Anthropologist decries vandalism at Pyramid Lake

NIXON — Vandals have brought “terrible blight and destruction” to some of the world’s greatest historical treasures at Pyramid Lake, says Dr. Eugene Hattori, curator of anthropology at the Nevada State Museum in Carson City.

“These criminals and thieves have caused unbelievable damage to our tribe and heritage,” said Elwood Lowery, chairman of the 3,800-member Pyramid Lake Paiute Indian Tribe, who makes his headquarters here on reservation land adjacent to the lake, about a 90-minute drive northeast of Carson City via highways 395, 80 and 447.

“They’ve violated our sanctity ... they are vandals and looters,” echoed Ben Aleck, director of the Pyramid Lake Museum at the southern end of the 27-mile-long, 9-mile-wide lake.

And famed explorer and Army officer John C. Fremont, who, on Jan. 10, 1844, became the first white man to visit and then name the lake, also would decry the despoiling of this great American treasure were he alive in 2013.

The lake’s stone monuments, statues and petroglyphs are under siege by hooligans, graffiti artists, paintballers and the “vandals, thieves and criminals” described by Hattori, Lowery and Aleck.

“This has been going on for a very long time... people are breaking of parts of the petroglyphs and statues with battery-powered chisels and chain saws,” said a tribal policeman patrolling the lake.

“And gangsters have sprayed gang symbols and black paint on the statue of the Great Stone Mother,” said a tribal fireman, referring to the massive, nature-carved image of a woman who, according to Paiute legend, wept so long and profusely for her missing children that she filled the lake with her tears before turning into stone.

The Pyramid Lake Tribe, whose land became an official U.S. Indian reservation in 1869, was forced two years ago to close the road that hugs its eastern shore and is the only access to the Stone Mother, the famous stone Pyramid that rises out of the lake, Anaho Island and the petroglyph site, said tribal chief Lowery.

“The road will remain closed until we figure out a plan to permanently protect the sacred sites. We hope to do this soon ... possibly within the next six months ... when our Tribal Council comes up with a policy such as only allowing escorted tours of photographers, historians, scientists and others whom we know would cause no damage,” he said.

“Our tribal police, game wardens, boat patrols and Indian cattlemen are now protecting the lake night and day to keep out unauthorized individuals, and at present we are permitting only tribal members participating in prayers and religious ceremonies to visit the sites,” he added.

Because of the road closure, the petroglyphs cannot be seen, and the Stone Mother, the Pyramid and the other sites on the east may be viewed solely from the distant western side.

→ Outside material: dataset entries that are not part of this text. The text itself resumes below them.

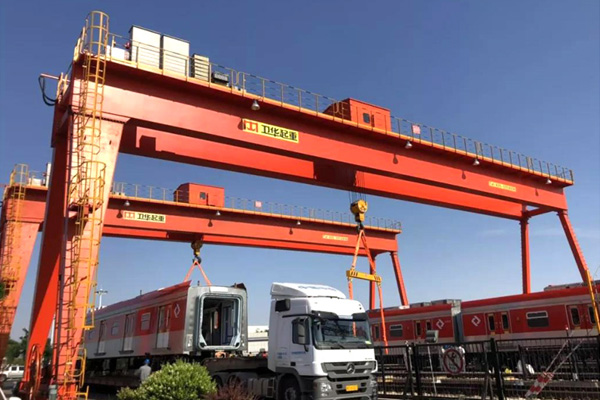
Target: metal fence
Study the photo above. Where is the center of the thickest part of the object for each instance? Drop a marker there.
(491, 369)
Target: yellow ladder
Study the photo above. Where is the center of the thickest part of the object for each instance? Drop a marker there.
(86, 198)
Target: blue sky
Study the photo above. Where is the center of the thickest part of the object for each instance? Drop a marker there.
(523, 75)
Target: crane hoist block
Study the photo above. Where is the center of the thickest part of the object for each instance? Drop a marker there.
(194, 193)
(362, 113)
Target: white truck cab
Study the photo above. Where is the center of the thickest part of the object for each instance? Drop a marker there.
(319, 344)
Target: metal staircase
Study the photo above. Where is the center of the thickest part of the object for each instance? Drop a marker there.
(86, 200)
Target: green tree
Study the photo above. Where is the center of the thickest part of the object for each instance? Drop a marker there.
(12, 351)
(178, 381)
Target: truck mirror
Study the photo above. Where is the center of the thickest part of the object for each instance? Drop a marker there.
(282, 305)
(431, 336)
(300, 331)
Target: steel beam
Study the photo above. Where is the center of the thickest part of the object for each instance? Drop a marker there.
(575, 249)
(195, 150)
(185, 222)
(399, 278)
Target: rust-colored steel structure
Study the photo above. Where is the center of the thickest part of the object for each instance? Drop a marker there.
(300, 229)
(109, 105)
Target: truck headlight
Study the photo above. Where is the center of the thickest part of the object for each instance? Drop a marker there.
(324, 387)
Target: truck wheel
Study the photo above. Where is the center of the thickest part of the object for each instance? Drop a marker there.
(290, 390)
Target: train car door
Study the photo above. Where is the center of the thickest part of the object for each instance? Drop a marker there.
(579, 317)
(164, 325)
(492, 326)
(503, 322)
(419, 330)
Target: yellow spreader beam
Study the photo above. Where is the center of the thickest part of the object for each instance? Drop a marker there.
(352, 273)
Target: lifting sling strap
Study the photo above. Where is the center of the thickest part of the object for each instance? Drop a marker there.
(196, 246)
(353, 273)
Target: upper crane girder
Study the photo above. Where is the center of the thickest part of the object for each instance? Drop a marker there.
(326, 153)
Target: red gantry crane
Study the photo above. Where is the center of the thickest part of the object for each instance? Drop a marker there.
(191, 213)
(144, 95)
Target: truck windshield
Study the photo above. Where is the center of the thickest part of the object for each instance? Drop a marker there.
(336, 333)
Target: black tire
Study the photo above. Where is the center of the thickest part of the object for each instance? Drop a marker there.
(289, 390)
(218, 381)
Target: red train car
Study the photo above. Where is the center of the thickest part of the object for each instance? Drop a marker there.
(536, 315)
(174, 322)
(411, 324)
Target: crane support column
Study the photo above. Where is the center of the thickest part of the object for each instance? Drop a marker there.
(526, 270)
(399, 278)
(577, 253)
(57, 246)
(23, 246)
(46, 285)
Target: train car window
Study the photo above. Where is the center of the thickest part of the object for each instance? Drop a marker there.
(145, 321)
(537, 319)
(114, 331)
(505, 324)
(575, 316)
(102, 332)
(491, 323)
(396, 331)
(128, 332)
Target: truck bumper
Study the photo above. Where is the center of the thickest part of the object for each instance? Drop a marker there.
(359, 389)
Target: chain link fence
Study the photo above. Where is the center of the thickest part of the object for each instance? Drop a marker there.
(491, 369)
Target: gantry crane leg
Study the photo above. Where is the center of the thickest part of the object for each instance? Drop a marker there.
(525, 266)
(399, 278)
(581, 264)
(56, 257)
(8, 305)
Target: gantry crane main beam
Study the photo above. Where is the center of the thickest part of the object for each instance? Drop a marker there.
(183, 222)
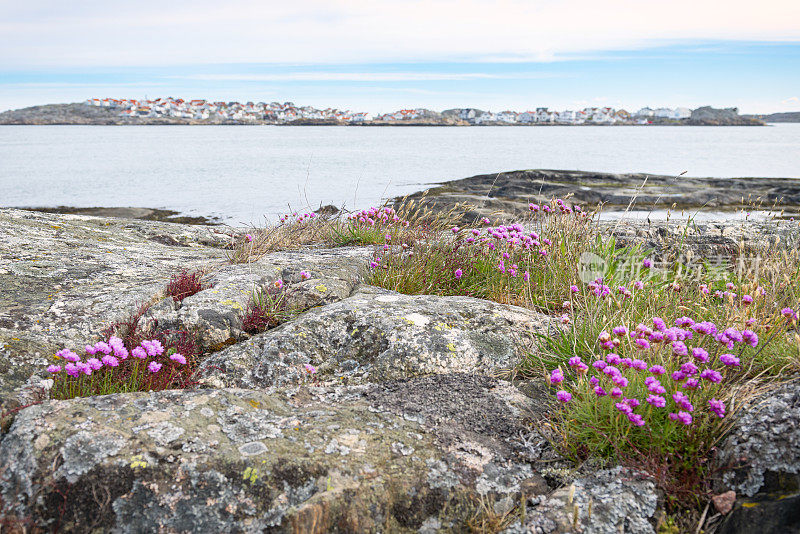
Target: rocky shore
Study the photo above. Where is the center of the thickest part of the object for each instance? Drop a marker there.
(416, 423)
(82, 114)
(507, 194)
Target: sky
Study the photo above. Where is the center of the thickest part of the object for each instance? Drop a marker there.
(379, 56)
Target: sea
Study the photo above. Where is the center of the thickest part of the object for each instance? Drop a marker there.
(244, 174)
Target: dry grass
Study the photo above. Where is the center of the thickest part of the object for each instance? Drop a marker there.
(308, 229)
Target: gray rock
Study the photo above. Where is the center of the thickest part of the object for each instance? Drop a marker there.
(379, 335)
(65, 277)
(607, 502)
(760, 460)
(216, 313)
(506, 195)
(307, 459)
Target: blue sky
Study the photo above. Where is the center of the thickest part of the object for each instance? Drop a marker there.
(381, 56)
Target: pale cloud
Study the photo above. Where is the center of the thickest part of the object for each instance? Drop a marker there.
(365, 77)
(150, 32)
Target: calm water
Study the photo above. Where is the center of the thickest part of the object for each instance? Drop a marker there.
(244, 173)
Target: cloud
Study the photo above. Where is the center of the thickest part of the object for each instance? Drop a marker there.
(151, 32)
(364, 77)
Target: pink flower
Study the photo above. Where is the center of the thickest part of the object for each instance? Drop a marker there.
(563, 396)
(711, 375)
(556, 376)
(699, 354)
(683, 417)
(717, 406)
(682, 401)
(68, 355)
(153, 347)
(729, 359)
(635, 419)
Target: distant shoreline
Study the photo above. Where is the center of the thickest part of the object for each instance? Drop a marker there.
(91, 115)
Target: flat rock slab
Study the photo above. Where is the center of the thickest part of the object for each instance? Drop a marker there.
(64, 277)
(307, 459)
(216, 314)
(507, 194)
(378, 335)
(610, 501)
(763, 448)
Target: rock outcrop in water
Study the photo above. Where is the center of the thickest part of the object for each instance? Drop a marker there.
(411, 424)
(506, 194)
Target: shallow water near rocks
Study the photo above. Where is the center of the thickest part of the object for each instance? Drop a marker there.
(242, 173)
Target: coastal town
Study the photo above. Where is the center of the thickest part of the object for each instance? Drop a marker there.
(288, 112)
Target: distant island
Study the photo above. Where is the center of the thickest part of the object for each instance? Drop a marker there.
(110, 111)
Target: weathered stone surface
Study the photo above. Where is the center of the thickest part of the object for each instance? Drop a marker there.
(381, 458)
(379, 335)
(216, 313)
(64, 277)
(506, 194)
(763, 450)
(607, 502)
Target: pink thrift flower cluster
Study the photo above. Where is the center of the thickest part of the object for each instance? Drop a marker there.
(108, 355)
(506, 247)
(382, 217)
(672, 371)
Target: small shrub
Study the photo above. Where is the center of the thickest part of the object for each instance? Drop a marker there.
(292, 232)
(185, 284)
(135, 357)
(112, 367)
(530, 265)
(267, 309)
(657, 393)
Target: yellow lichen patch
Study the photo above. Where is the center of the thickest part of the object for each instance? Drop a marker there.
(251, 474)
(232, 304)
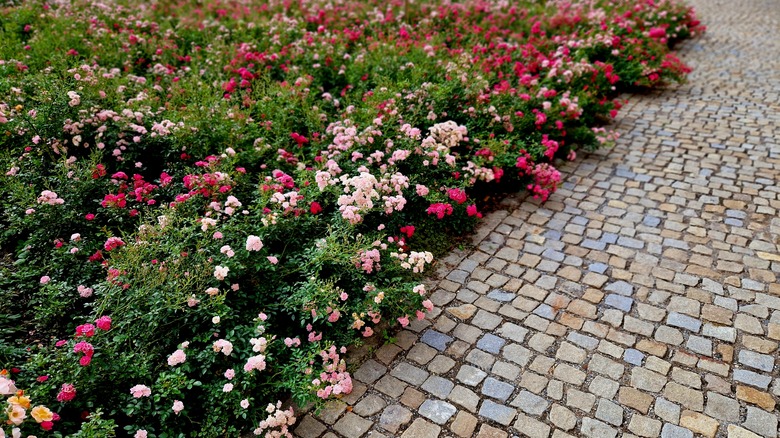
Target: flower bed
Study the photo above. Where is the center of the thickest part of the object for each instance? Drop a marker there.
(202, 207)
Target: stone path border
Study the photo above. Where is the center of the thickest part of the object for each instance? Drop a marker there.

Hattori emphasized the importance of the petroglyphs, which are complex hand drawings dating back between 10,000 and 18,500 years that were incised or carved with crude tools into outcroppings of limestone boulders.

“We call the people who made these carvings ‘paleo-Indians,’ and we believe they migrated to Nevada and Western America from Southeast China in kayaks via the Bering Sea Land Bridge,” said Hattori.

Hattori, who wrote a paper about the petroglyphs with two other scientists that was published recently in the Journal of Archeological Science, said the carvings “must be protected at all costs.”

“Some of the vandals have removed parts of the petroglyphs with diamond saws and have decorated their fireplaces and backyards with the carvings. This must be stopped at once. The petroglyphs are a national and international treasure,” he said.